An alloy is a mixture of a metal with one or more other elements, such as steel (iron with carbon) or bronze (copper with tin). The added atoms are a different size, so they disrupt the regular layers and make it harder for the layers to slide. This makes alloys generally harder and stronger than the pure metal, which is why structural and tool metals are nearly always alloys. Alloying is a clear example of changing the small-scale structure to tune a bulk property.

From structure to function in designed materials

The deeper point of HS-PS2-6(MA) is general: a material's bulk properties follow from its molecular-level structure, so choosing a material means matching its structure to the job.

• Metals: a delocalised-electron lattice gives conductivity and malleability, ideal for wires and structures.
• Ceramics: strong ionic or covalent networks make them hard, heat-resistant, and chemically stable, but brittle, ideal for furnace linings and cutting tools, poor for anything that flexes.
• Polymers (plastics): long molecular chains held by weaker forces between chains make them light and flexible; chains that are more cross-linked are more rigid. This is why polymers suit packaging, insulation, and flexible cases.
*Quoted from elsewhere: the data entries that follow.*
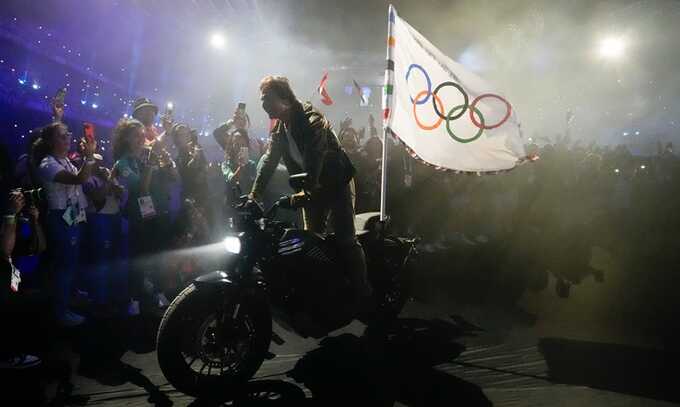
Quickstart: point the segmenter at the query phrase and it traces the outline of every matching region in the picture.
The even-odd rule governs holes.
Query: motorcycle
[[[304,190],[305,178],[291,176],[291,187]],[[270,342],[283,343],[272,320],[302,337],[322,338],[359,317],[347,305],[354,290],[334,236],[275,220],[278,209],[295,209],[290,202],[282,197],[267,211],[241,204],[223,241],[230,253],[224,269],[196,278],[168,307],[157,356],[177,390],[203,399],[233,395],[275,356]],[[387,235],[375,212],[356,215],[355,224],[375,308],[363,321],[389,323],[407,301],[403,279],[417,239]]]

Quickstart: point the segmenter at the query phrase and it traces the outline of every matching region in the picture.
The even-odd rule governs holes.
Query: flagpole
[[[380,221],[385,222],[387,220],[387,136],[390,132],[389,130],[389,123],[390,123],[390,117],[391,117],[391,111],[390,108],[392,106],[392,100],[391,100],[391,95],[388,94],[388,85],[394,86],[393,80],[392,80],[392,75],[390,74],[390,67],[392,67],[392,70],[394,69],[394,63],[390,63],[391,61],[394,61],[392,58],[392,46],[394,44],[393,42],[393,24],[394,24],[394,18],[395,18],[396,12],[394,10],[394,7],[390,4],[387,12],[387,67],[385,68],[385,87],[383,88],[383,142],[382,142],[382,162],[380,165],[382,166],[382,171],[380,174]],[[390,92],[394,94],[394,92]]]
[[[380,174],[380,221],[387,220],[387,127],[383,126],[382,171]]]

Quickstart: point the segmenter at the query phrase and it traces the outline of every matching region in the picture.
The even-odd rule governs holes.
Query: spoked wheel
[[[158,330],[158,363],[188,395],[227,400],[260,368],[271,340],[265,303],[224,306],[219,290],[192,284],[170,304]]]
[[[230,338],[219,338],[218,318],[215,313],[203,321],[195,335],[186,335],[189,343],[181,352],[187,366],[195,373],[208,376],[224,375],[225,372],[238,373],[251,349],[255,327],[249,318],[243,318],[234,326],[225,327],[227,329],[233,335]]]

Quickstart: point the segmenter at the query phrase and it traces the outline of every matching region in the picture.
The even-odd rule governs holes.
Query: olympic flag
[[[512,104],[389,8],[383,125],[414,157],[460,172],[526,159]]]

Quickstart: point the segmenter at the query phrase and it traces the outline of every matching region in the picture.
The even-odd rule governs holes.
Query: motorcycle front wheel
[[[219,290],[189,285],[170,304],[158,329],[161,371],[177,390],[201,399],[235,397],[269,350],[267,304],[247,299],[220,309],[222,296]]]

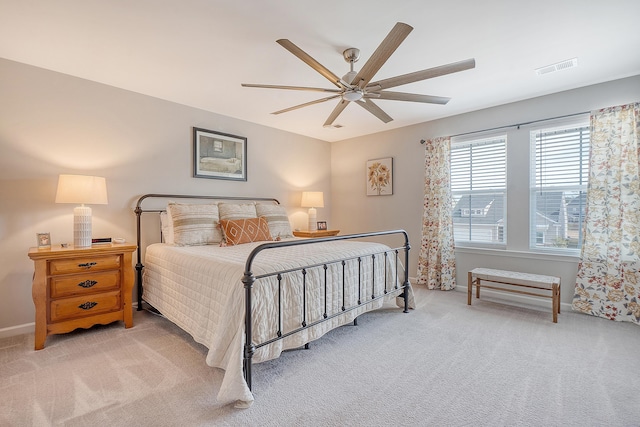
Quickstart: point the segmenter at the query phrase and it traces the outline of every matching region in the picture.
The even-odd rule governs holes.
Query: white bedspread
[[[223,383],[218,394],[219,402],[240,401],[249,405],[253,401],[251,391],[243,377],[242,355],[244,346],[244,285],[241,282],[248,254],[264,242],[238,246],[218,247],[191,246],[177,247],[157,243],[147,247],[144,269],[144,299],[193,336],[194,340],[206,346],[209,351],[206,363],[225,370]],[[261,252],[253,263],[253,274],[259,276],[277,270],[329,262],[347,256],[358,257],[372,252],[381,252],[387,246],[355,241],[333,241],[311,245],[268,249]],[[377,256],[375,262],[375,295],[384,287],[384,258]],[[401,264],[398,264],[401,266]],[[358,263],[356,260],[345,265],[350,277],[346,291],[342,291],[342,265],[327,268],[329,287],[327,289],[328,315],[341,311],[343,298],[346,306],[358,300]],[[362,280],[370,283],[374,267],[370,256],[362,257],[360,267]],[[395,258],[389,254],[386,266],[387,287],[395,285]],[[324,269],[312,268],[306,278],[306,322],[322,317],[324,309]],[[403,276],[402,276],[403,277]],[[321,280],[319,280],[321,279]],[[282,331],[300,327],[302,322],[302,274],[286,274],[282,279],[284,311]],[[398,286],[401,286],[398,279]],[[411,290],[410,290],[411,291]],[[361,289],[363,301],[371,298],[372,289],[368,285]],[[397,296],[399,291],[388,294]],[[344,294],[344,295],[343,295]],[[264,342],[274,336],[278,328],[278,287],[275,278],[256,281],[253,288],[253,342]],[[412,297],[412,295],[411,295]],[[402,299],[399,299],[402,301]],[[410,301],[412,298],[410,299]],[[269,360],[280,355],[287,348],[301,346],[320,338],[329,330],[353,321],[359,314],[381,307],[383,300],[373,301],[359,309],[320,323],[284,340],[259,348],[253,362]],[[400,304],[399,304],[400,305]],[[320,309],[318,309],[320,307]]]

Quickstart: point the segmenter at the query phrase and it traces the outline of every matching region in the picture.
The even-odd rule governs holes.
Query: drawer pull
[[[78,264],[78,267],[86,268],[88,270],[88,269],[90,269],[91,267],[93,267],[96,264],[97,264],[97,262],[84,262],[82,264]]]
[[[78,286],[88,289],[94,287],[97,284],[98,282],[96,282],[95,280],[85,280],[84,282],[78,283]]]
[[[97,303],[97,302],[93,302],[93,301],[88,302],[88,301],[87,301],[87,302],[85,302],[84,304],[80,304],[80,305],[78,306],[78,308],[81,308],[81,309],[83,309],[83,310],[91,310],[91,309],[92,309],[93,307],[95,307],[96,305],[98,305],[98,303]]]

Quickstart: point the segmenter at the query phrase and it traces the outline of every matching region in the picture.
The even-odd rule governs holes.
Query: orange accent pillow
[[[228,245],[273,240],[269,232],[269,224],[262,217],[221,219],[220,228]]]

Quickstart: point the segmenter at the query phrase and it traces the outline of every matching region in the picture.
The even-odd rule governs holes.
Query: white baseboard
[[[10,326],[0,329],[0,339],[15,337],[16,335],[32,334],[36,330],[35,322],[25,323],[24,325]]]

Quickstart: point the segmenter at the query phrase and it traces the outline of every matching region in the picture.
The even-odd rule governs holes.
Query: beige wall
[[[415,276],[424,182],[421,139],[637,101],[640,76],[332,144],[3,59],[0,96],[2,337],[33,327],[27,250],[35,245],[35,234],[50,232],[54,244],[72,240],[73,206],[54,203],[60,173],[105,176],[109,204],[93,207],[93,234],[129,241],[135,238],[132,208],[142,194],[276,197],[288,207],[293,226],[305,229],[300,193],[324,191],[318,219],[330,228],[343,234],[407,230]],[[192,177],[194,126],[248,138],[247,182]],[[367,197],[365,163],[382,157],[394,159],[394,194]],[[517,190],[509,189],[510,206],[523,203],[523,196],[512,197]],[[511,218],[510,224],[523,225]],[[531,255],[524,247],[515,241],[507,251],[459,249],[460,288],[466,271],[479,265],[536,270],[560,275],[562,301],[570,302],[576,258]]]
[[[192,177],[194,126],[248,138],[247,182]],[[319,190],[318,219],[331,221],[327,142],[2,59],[0,150],[0,336],[32,327],[36,233],[72,241],[73,205],[54,203],[60,173],[106,177],[94,237],[134,241],[137,197],[159,192],[275,197],[306,229],[300,193]]]
[[[638,100],[640,76],[635,76],[332,143],[333,221],[346,233],[385,228],[405,229],[410,235],[412,247],[410,276],[416,276],[424,194],[424,146],[420,144],[421,139],[580,113]],[[455,102],[455,99],[451,102]],[[524,152],[527,153],[528,133],[511,129],[508,141],[507,162],[510,170],[528,170],[529,159],[527,155],[521,155],[523,150],[511,150],[512,144],[524,144]],[[393,157],[393,195],[366,196],[366,161],[383,157]],[[528,229],[528,188],[510,187],[508,194],[509,229]],[[528,240],[512,238],[515,235],[508,230],[509,246],[506,251],[459,248],[456,251],[459,290],[466,289],[466,272],[471,268],[514,269],[560,276],[564,284],[562,302],[570,303],[577,258],[532,254],[527,252]],[[526,302],[536,303],[531,300]]]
An engineer reasons from the required function back to a structure: needing flexibility and impact resistance points to a polymer; needing to carry current points to a metal; needing to resist high heat points to a ceramic.

Try this

Q1. Explain why metals are good conductors of electricity. [2]

• Cue. They have delocalised (free-moving) electrons in the metallic lattice that can move to carry an electric current.

Q2. Why is steel (an alloy) harder than pure iron? [2]

• Cue. The carbon atoms are a different size and disrupt the regular layers of iron ions, so the layers cannot slide past one another as easily.